Biochemical analysis revealed that PDGF and its receptor (PDGF-R) each have two isoforms, designated A and B for the growth factor, α and β for the receptor. PDGF and PDGF-R isoforms function as dimers, and both homo- and heterodimers are formed. The α receptor (Pdgfra) recognizes the A and B chains, whereas the β receptor (Pdgfrb) is specific for PDGF-B. The PDGF AA homodimer is recognized exclusively by the o-o-receptor homodimer (Seifert et al., 1989; Heldin et al., 1988).
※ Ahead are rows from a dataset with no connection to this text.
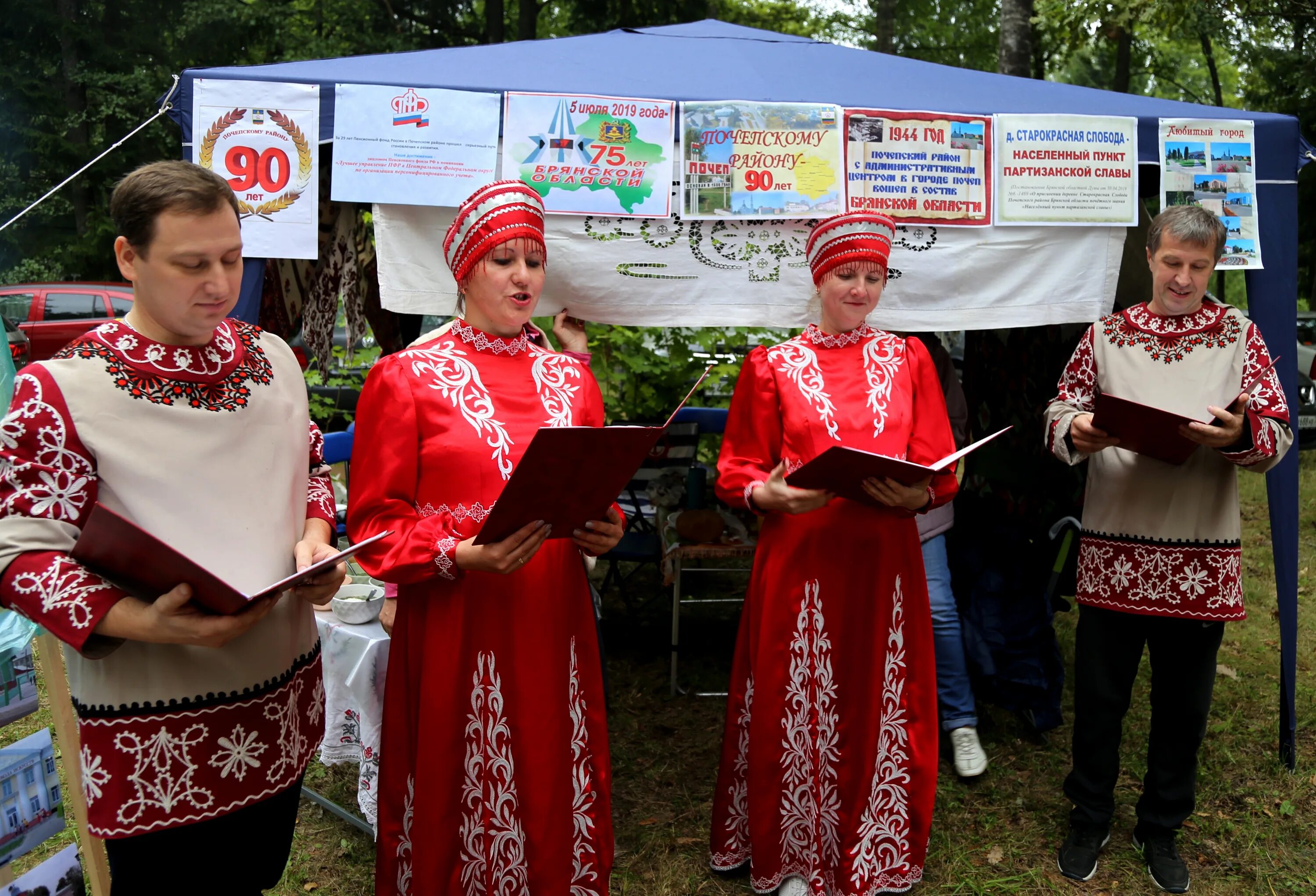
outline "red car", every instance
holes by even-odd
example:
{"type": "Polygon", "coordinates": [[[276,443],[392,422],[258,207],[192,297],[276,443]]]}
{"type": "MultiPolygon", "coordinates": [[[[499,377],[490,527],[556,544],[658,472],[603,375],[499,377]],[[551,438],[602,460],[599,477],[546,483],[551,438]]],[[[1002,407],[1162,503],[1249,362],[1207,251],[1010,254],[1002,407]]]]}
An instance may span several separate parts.
{"type": "Polygon", "coordinates": [[[18,283],[0,287],[0,317],[28,336],[29,361],[53,357],[79,336],[133,307],[130,283],[18,283]]]}

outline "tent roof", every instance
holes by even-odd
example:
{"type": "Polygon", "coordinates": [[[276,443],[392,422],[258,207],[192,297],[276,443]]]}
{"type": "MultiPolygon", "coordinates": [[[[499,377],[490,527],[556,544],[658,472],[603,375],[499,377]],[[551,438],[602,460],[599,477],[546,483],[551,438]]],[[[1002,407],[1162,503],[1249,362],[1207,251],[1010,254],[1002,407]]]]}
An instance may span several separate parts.
{"type": "Polygon", "coordinates": [[[195,78],[318,83],[321,139],[333,137],[334,83],[354,83],[672,100],[821,101],[974,114],[1137,116],[1144,162],[1157,157],[1157,118],[1245,117],[1257,122],[1259,178],[1287,180],[1298,168],[1298,122],[1290,116],[955,68],[712,18],[545,41],[188,68],[172,112],[183,125],[184,141],[191,139],[195,78]]]}

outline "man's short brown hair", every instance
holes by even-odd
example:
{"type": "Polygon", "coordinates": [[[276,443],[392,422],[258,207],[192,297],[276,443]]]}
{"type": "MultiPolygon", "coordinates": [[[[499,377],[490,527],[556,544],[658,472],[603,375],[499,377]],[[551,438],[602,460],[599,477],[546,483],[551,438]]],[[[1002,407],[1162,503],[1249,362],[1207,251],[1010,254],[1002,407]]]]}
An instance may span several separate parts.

Recent evidence drew attention to the involvement of Pdgfra in early development. Mercóla et al. (1989) showed that Pdgfra and PDGF-A are expressed prior to Pdgfrb and PDGF-B in the 7.5- to 8.5-day-old mouse embryo, suggesting that Pdgfra and PDGF-A may have special roles at the primitive streak stage. RFLP experiments by Stephenson et al. (1991) with interspecies crosses revealed that Pdgfra is deleted in Patch (Ph), an embryonic lethal mutation of the mouse. We report here similar results with DNA from homozygous Ph embryos. The genetic data are connected with an analysis of the developmental expression of Pdgfra and this is compared with the phenotype of homozygous Ph embryos. We demonstrate that Pdgfra is expressed in derivatives of the primitive endoderm and mesoderm of early mouse embryos and that its expression follows the differentiation of the two cell layers throughout embryogenesis. We also show that the mutant defects of the Ph homozygote correlates well with the wild-type expression pattern of Pdgfra. Nevertheless the mutant phenotype of our C57BL/6J congenie Ph stock manifested earlier, and the cranio-facial “cleft face” phenotype occurred much less frequently, than in Gnineberg and Truslove’s (1960) original CBA stock, or in BALB/c-based stocks of others (Weston, personal communication). Requirement for Pdgfra receptors during early development and the effect of the genetic background on the Ph phenotype will be discussed.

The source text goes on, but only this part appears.